Five more staff members at The Warehouse Group were paid more than $1 million in the company's last financial year - up from just one staffer a year earlier.
In the year ended July 30, six employees at the NZX-listed retailer - one of the country's largest - were paid a salary of more than $1m, including incentives, and two severance packages. The highest salary recorded was $1.93m.
Group chief executive Nick Grayston was paid $1.77m in the last financial year.
The Group, which operates The Warehouse Red Shed, Warehouse Stationery, Noel Leeming and Torpedo7 stores, has employed a string of senior executives over the past few years, including Andrew Berglund as an executive creative director and Keryn McKenzie as head of group insights and data, announced yesterday.
First Union general secretary Dennis Maga said he did not believe the $1m paypackets were justified.
"Nick Grayston is bringing in his own people, from the US and looking at reducing the number of staff that can be replaced by digital technology to run the operation," Maga said.
"We don't believe it's justified, we don't believe that should be the direction of The Warehouse."
Warehouse Group chairwoman Joan Withers told the Herald executive remuneration packages were set after a detailed assessment of market rates.
"The packages are designed to recruit and retain the high-level talent necessary to execute the company's radical transformation programme," Withers said.
In the six months to January 31, The Warehouse Group posted an adjusted net profit after tax result of $37.7m, down 16 per cent from $45m a year earlier, and operating revenue dropped 0.9 per cent.
Red Shed sales of $940m in the first six months of the year were down from $975.1m during the same period a year earlier.
Maga said First Union was surprised by the retailer's "top-heavy management strategy", and concerned the spend on executives could harm the company.
"Bringing in new positions instead of reducing the number of those at head office and produce more jobs on the ground is contrary to the direction of The Warehouse Group to be a competitive company in the next couple of years," he said.
"They have different kinds of business partners, managers, merchandisers to the point where even us as a union are quite confused about that structure."
John McGill, chief executive of remuneration company Strategic Pay, said it was expected that The Warehouse Group would have high-paid executives.
"If you employ thousands of people and your turnover is very high, you do need good people to run it. Will you get good people to run it if you pay them $100,000? I very much doubt it," McGill said. "Part of that was driven by pay practices offshore, particularly in America, and we live with the results of it in New Zealand.

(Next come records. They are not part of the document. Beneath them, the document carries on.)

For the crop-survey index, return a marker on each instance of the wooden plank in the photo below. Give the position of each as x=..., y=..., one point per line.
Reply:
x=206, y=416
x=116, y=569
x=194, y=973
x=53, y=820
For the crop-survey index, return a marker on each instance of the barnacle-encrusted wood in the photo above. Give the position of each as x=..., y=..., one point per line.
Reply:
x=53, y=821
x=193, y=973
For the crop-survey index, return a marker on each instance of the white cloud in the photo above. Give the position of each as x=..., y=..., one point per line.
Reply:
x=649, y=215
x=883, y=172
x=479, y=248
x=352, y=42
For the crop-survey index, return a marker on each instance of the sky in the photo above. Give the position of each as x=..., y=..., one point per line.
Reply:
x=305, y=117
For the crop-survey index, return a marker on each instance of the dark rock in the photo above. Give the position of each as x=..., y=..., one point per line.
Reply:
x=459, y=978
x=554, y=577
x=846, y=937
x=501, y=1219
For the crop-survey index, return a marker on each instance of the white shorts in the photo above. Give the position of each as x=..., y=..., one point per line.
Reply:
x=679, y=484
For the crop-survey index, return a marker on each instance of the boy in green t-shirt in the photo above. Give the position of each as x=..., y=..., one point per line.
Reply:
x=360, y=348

"If we want to attract top professionals from overseas, and certainly at chief executive officer level at The Warehouse or Briscoes, that's where they go when they recruit and that also applies with some of these senior executives," he said.
"The Warehouse is under severe pressure at the moment with online retailing, and Amazon heading over this way so I wonder if that's resulted in some realignment in senior tops and whether they are hiring digital specialists."
In comparison, and while Briscoe Group is considerably smaller with annual turnover of $600m to The Warehouse Group's $3 billion, it has just one employee paid more than $1m, that being managing director Rod Duke.
Briscoe posted a record full-year profit of $61.3 million after tax, up 3.2 per cent from $59.42m the previous year. Annual sales topped $600m for the first time, at $603.1m, with same-store sales up 3.11 per cent and online up 35 per cent.
"It's much easier to justify large salaries when the organisation is having a good or spectacular year, but they may be rebuilding for some innovations to enable them to retain or even increase market share," McGill said.